Proofs of dirac delta property

Question

How would I formally prove this property of dirac delta? $$\int \delta(a-x) \delta(x-b) \,dx = \delta(a-b) $$

I attempted to use the definition of a dirac delta

$$\int f(x)\delta(a-x)\delta(x-b)\,dx=\int f(x)\delta(a-b)\,dx$$

let $g(x)=f(x)\delta(a-x)$

$$\int f(x)\delta(a-x)\delta(x-b)\,dx=\int g(x)\delta(x-b)\,dx$$

let $u=x-b,\:x=u+b, \:du=dx$

$$\int g(x)\delta(x-b)\,dx=\int g(u+b)\delta(u)\,du=g(0+b)=g(b)$$

but I couldn't resolve $\frac{d\,g(x)}{dx}$ when I did the u sub

I also couldn't solve the integral of $\int f(x)\delta(a-b)\,dx=\delta(a-b)\int f(x)\, dx$

any hint would be appreciated

Answer 1

Let $\mu = x-b$. Then you have that $$ \begin{align*} \int_{-\infty}^{\infty}\delta(a-x)\delta(x-b)dx &= \int_{-\infty-b}^{\infty-b}\delta(a-b-\mu)\delta(\mu)d\mu \\ & = \int_{-\infty}^{\infty}\delta(a-b-\mu)\delta(\mu)d\mu \\ & = \delta(b-a) \end{align*} $$

The '=' comes from the contraction of Dirac Functions. This result show that the contraction of two continuous Dirac functions is equivalent to a third Dirac function.

Answer 2

I presume you know that $$\int f(x)\delta(x-a)\; dx = f(a).\tag{1}$$

Then put $f(x) = \delta(x-b)$ and you get $$\int \delta(x-b)\delta(x-a)\; dx = \delta(a-b).$$

Maybe this doesn't work because (1) applies only for well-behaved $f$? I forget.

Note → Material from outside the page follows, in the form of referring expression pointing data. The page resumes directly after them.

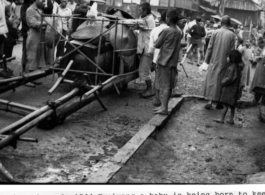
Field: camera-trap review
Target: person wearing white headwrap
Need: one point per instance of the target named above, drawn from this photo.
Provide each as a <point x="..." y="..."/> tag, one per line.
<point x="92" y="14"/>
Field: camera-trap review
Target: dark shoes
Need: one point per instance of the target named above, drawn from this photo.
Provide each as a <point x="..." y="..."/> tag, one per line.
<point x="147" y="94"/>
<point x="219" y="106"/>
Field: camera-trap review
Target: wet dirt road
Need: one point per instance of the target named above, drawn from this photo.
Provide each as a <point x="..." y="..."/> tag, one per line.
<point x="191" y="148"/>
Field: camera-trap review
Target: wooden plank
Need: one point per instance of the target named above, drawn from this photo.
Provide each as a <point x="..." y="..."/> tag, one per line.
<point x="109" y="169"/>
<point x="112" y="167"/>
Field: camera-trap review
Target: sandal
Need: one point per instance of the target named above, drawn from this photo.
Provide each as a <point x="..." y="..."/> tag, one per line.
<point x="218" y="121"/>
<point x="230" y="122"/>
<point x="208" y="106"/>
<point x="156" y="104"/>
<point x="161" y="112"/>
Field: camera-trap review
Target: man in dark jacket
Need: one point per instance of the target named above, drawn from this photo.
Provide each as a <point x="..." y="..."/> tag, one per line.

But if not you could make some limit argument based on $\delta(x) = \lim_{a\to\infty} \frac1{\sqrt a}e^{-x^2/a^2}$ and it would go through all right.

Answer 3

To be completely rigorous, note that in general the product of two measures/distributions/generalised functions is not well-defined; but the convolution is, which is what we have in this case (the convolution of $\delta(x)$ with $\delta(x-b)$ "evaluated" at $a$). Since the result is a measure, the equality just means that the integral against any function is the same, so we check this:

$$\int f(a) \int \delta(a-x) \delta(x-b)\ dx\ da = \int\left(\int f(a)\delta(a-x) da\right) \delta(x-b) dx \\ =\int f(x) \delta(x-b) dx=f(b)=\int f(a)\delta(b-a) da.$$

The interchange of integration here is essentially the definition of the convolution of measures - $\int \delta(a-x) \delta(x-b) dx$ is defined to be the measure such that this manipulation is valid.